Are you feeling guilty about wasting time on your phone? Procrastination is a major problem that significantly affects individual behavior and health. Many people struggle with productivity. It’s easy to stare at your phone and scroll through social media but more difficult to put it down. Here's how to build self-control, overcome distractions, and get your work done with the Pomodoro technique.

What is the Pomodoro technique? And how can you use it to reduce screen use and make the most of your time? The Pomodoro technique is one of the most popular strategies to tackle procrastination. It has proven effective in increasing focus and motivation. Francesco Cirillo invented this technique in the early 1900s, named after his tomato timer. The underlying idea is simple: one can become more productive by breaking down a large goal into smaller tasks with intermittent breaks.

The approach entails 25-minute intense work intervals followed by 5-minute breaks to complete one cycle or, as the name implies, a Pomodoro. You then reward yourself after every 4th Pomodoro (or hour) with a longer break of 15-30 minutes. 

The practical question is: how can you incorporate this strategy into your daily routine and broader life plans? By drawing upon the GPAR (goals, plan, action, reflection) heuristic, you can easily utilize the Pomodoro technique whenever you seek heightened productivity.


It is essential to begin with a goal. Having a goal in mind will provide a sense of direction of what you want to accomplish in a given time frame. Larger goals need to be broken down into smaller milestones for each Pomodoro. Let’s say you wanted to study for an important exam. You could review lecture 1 in the first Pomodoro, take a break, and then start with lecture 2 in the second Pomodoro. Of course, you could also cover a lecture over two Pomodoros. The choice is entirely yours which brings us to the letter P. 


Planning your tasks for each Pomodoro might seem tedious, but it is an important step often overlooked. First-timers might find it too easy to complete a task before 25-minutes or not be able to get things done at all. By planning what you want to achieve in each Pomodoro, you are essentially creating a structure consisting of smaller steps. However, it’s important to bear in mind that the Pomodoro technique is flexible and you can tailor your plan to fit what works best for you. 

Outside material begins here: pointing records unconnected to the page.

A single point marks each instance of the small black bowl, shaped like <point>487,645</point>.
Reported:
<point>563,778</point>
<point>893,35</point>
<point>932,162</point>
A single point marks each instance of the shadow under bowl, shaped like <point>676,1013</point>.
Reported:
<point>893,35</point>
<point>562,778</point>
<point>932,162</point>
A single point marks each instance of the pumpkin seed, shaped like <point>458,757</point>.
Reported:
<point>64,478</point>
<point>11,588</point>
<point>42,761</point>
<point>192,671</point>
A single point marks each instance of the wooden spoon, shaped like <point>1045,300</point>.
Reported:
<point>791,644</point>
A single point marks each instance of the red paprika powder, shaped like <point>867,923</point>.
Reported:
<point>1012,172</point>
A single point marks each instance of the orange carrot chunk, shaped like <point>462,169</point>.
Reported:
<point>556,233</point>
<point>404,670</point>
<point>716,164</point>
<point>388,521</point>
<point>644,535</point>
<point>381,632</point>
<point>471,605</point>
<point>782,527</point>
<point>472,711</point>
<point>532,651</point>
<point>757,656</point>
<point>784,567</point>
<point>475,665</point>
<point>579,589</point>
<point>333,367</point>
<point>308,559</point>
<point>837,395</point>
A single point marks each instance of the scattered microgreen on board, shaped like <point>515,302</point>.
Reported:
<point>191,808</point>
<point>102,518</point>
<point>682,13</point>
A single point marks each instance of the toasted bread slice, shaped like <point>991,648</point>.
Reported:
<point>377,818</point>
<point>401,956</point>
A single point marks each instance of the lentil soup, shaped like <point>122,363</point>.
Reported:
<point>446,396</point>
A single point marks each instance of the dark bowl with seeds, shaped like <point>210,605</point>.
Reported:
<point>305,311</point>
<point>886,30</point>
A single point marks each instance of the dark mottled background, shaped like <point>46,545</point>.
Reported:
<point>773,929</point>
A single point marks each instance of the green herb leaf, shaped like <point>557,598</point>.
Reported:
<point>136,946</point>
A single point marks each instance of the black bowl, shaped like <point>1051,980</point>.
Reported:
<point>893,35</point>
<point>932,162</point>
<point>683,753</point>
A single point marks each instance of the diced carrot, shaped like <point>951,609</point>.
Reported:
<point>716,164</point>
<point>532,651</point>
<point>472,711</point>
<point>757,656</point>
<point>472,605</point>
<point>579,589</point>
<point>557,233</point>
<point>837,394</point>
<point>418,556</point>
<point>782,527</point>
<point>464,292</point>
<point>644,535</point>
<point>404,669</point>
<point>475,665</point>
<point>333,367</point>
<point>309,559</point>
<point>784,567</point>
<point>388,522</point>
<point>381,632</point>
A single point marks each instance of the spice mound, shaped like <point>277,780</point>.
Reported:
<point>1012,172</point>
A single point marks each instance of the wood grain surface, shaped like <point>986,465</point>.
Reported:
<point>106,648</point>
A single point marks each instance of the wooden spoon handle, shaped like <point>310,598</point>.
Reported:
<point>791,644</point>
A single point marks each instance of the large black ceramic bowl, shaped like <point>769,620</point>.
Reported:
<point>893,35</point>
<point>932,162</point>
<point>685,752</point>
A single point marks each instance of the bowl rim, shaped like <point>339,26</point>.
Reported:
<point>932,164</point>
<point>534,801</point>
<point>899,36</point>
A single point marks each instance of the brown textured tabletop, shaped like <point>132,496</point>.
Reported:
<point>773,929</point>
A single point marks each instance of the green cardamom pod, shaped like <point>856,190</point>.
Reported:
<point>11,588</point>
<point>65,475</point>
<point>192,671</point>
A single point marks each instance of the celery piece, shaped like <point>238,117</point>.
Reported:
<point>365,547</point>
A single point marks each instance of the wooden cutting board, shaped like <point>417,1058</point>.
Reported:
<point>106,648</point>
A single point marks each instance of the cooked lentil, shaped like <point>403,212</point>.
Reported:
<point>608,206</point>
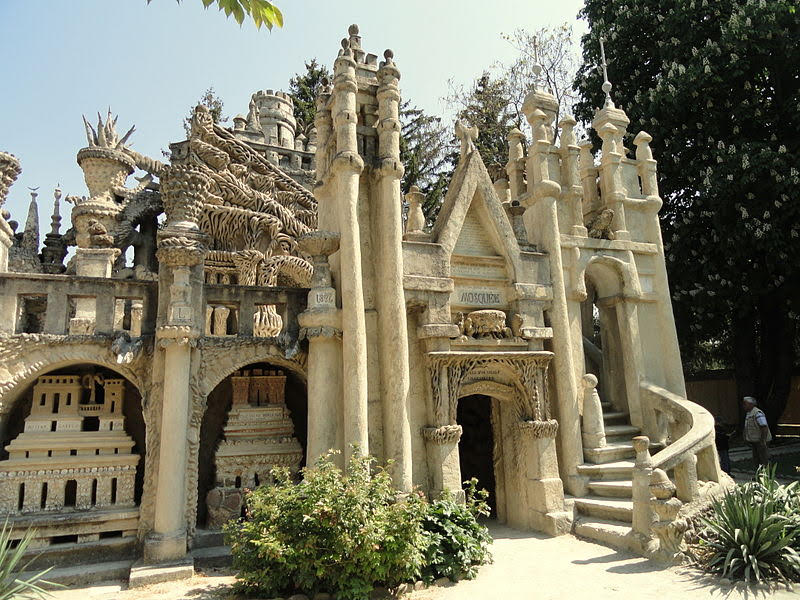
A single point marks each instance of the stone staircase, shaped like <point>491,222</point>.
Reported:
<point>606,512</point>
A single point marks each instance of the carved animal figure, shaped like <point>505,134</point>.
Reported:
<point>600,227</point>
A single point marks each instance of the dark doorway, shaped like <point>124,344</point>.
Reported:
<point>476,448</point>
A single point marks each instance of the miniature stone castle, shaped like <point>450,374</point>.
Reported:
<point>263,324</point>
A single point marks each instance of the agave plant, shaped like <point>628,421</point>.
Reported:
<point>12,584</point>
<point>753,531</point>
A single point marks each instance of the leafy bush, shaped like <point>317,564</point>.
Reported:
<point>339,533</point>
<point>753,531</point>
<point>458,543</point>
<point>11,586</point>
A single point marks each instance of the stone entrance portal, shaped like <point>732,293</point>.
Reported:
<point>528,490</point>
<point>477,444</point>
<point>256,420</point>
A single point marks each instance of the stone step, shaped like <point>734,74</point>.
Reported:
<point>610,533</point>
<point>68,555</point>
<point>615,417</point>
<point>622,469</point>
<point>611,452</point>
<point>215,556</point>
<point>82,575</point>
<point>615,509</point>
<point>208,538</point>
<point>621,432</point>
<point>612,489</point>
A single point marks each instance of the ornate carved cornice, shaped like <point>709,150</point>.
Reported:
<point>446,434</point>
<point>539,429</point>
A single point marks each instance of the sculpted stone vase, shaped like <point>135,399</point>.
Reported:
<point>9,171</point>
<point>104,171</point>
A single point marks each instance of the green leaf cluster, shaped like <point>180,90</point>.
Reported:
<point>347,532</point>
<point>14,585</point>
<point>753,531</point>
<point>262,12</point>
<point>459,544</point>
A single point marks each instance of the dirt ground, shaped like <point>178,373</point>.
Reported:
<point>526,566</point>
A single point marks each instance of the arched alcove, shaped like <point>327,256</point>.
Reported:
<point>220,402</point>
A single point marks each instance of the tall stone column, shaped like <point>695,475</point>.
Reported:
<point>392,323</point>
<point>347,166</point>
<point>321,323</point>
<point>541,221</point>
<point>9,171</point>
<point>181,252</point>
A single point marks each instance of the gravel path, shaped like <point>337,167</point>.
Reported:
<point>526,566</point>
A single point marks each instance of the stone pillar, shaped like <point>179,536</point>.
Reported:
<point>181,253</point>
<point>541,221</point>
<point>9,171</point>
<point>321,323</point>
<point>540,483</point>
<point>347,166</point>
<point>443,462</point>
<point>670,351</point>
<point>392,324</point>
<point>610,124</point>
<point>642,473</point>
<point>570,180</point>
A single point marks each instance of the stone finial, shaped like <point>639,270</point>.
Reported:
<point>9,171</point>
<point>416,218</point>
<point>105,136</point>
<point>642,143</point>
<point>467,135</point>
<point>30,237</point>
<point>609,103</point>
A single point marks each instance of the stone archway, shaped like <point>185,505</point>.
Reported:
<point>75,434</point>
<point>284,417</point>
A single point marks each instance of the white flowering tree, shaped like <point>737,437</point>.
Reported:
<point>717,85</point>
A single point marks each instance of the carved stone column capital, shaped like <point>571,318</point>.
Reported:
<point>184,188</point>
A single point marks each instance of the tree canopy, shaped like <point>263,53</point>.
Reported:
<point>261,12</point>
<point>717,85</point>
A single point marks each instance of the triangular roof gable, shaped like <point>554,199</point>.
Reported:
<point>471,191</point>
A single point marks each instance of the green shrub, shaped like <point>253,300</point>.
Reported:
<point>458,543</point>
<point>753,531</point>
<point>11,586</point>
<point>342,533</point>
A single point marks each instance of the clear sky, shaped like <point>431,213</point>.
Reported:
<point>150,64</point>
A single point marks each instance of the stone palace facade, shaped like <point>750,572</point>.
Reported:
<point>261,299</point>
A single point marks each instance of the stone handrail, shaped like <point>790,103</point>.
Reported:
<point>691,426</point>
<point>690,455</point>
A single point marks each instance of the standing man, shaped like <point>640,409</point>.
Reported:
<point>756,431</point>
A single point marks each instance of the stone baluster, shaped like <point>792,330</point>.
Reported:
<point>515,167</point>
<point>33,495</point>
<point>221,320</point>
<point>593,430</point>
<point>321,323</point>
<point>643,516</point>
<point>685,474</point>
<point>55,494</point>
<point>137,311</point>
<point>570,179</point>
<point>347,167</point>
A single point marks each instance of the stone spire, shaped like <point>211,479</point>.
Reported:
<point>54,249</point>
<point>30,237</point>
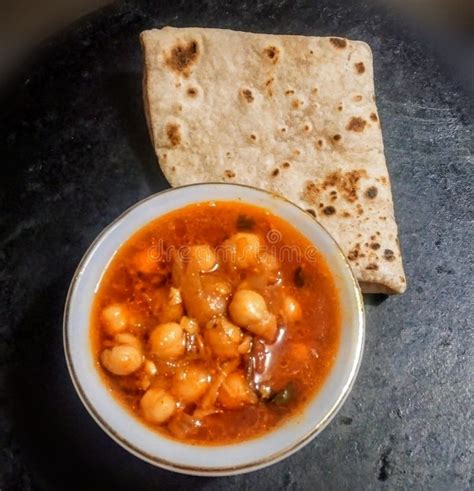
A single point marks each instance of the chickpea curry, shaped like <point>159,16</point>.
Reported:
<point>216,323</point>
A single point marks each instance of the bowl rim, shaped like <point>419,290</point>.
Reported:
<point>201,470</point>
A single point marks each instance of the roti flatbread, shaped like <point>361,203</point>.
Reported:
<point>294,115</point>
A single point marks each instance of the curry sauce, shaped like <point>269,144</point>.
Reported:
<point>215,323</point>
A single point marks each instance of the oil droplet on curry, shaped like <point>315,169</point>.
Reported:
<point>216,323</point>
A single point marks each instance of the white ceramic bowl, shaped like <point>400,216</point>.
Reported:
<point>208,460</point>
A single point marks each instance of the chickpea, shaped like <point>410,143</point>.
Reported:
<point>203,256</point>
<point>244,249</point>
<point>115,318</point>
<point>167,341</point>
<point>157,405</point>
<point>189,325</point>
<point>223,338</point>
<point>235,392</point>
<point>247,307</point>
<point>291,309</point>
<point>122,360</point>
<point>190,383</point>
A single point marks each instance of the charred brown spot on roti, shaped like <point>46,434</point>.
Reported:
<point>310,192</point>
<point>389,255</point>
<point>346,183</point>
<point>356,124</point>
<point>182,56</point>
<point>173,134</point>
<point>247,95</point>
<point>272,53</point>
<point>338,42</point>
<point>268,85</point>
<point>371,192</point>
<point>353,255</point>
<point>329,210</point>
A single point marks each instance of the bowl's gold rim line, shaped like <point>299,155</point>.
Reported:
<point>213,471</point>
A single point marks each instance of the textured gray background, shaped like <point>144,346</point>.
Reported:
<point>75,153</point>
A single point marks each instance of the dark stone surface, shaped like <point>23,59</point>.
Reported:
<point>75,153</point>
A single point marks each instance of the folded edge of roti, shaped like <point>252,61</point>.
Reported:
<point>294,115</point>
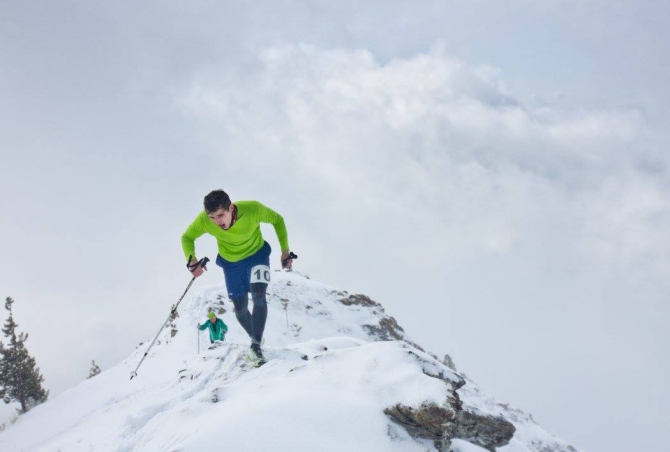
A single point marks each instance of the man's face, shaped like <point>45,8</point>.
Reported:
<point>222,217</point>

Once you have set up your plan, it’s time to take action. Taking action is the hardest step. During the 25-minute sprints, it is paramount to focus entirely on productivity. Distractions such as looking through your phone, texting, or even talking to a friend can be detrimental to the entire process. Postpone the distractions for later.


After you completed your goal for the day, take some time to look back and reflect. Have you been productive or distracted? Was it challenging to complete tasks in the given time frame? Should you have defined smaller tasks to fit into the Pomodoros? Take note of what went well and what didn’t. Use the information to improve your organization skills. This step is not mandatory, but doing so will help you understand the ways in which you can become even more productive. 

There you have it. A quick guide on how to apply the Pomodoro technique to achieve your goals and make the most of your precious time. If you are struggling with procrastination, then this is a must-try.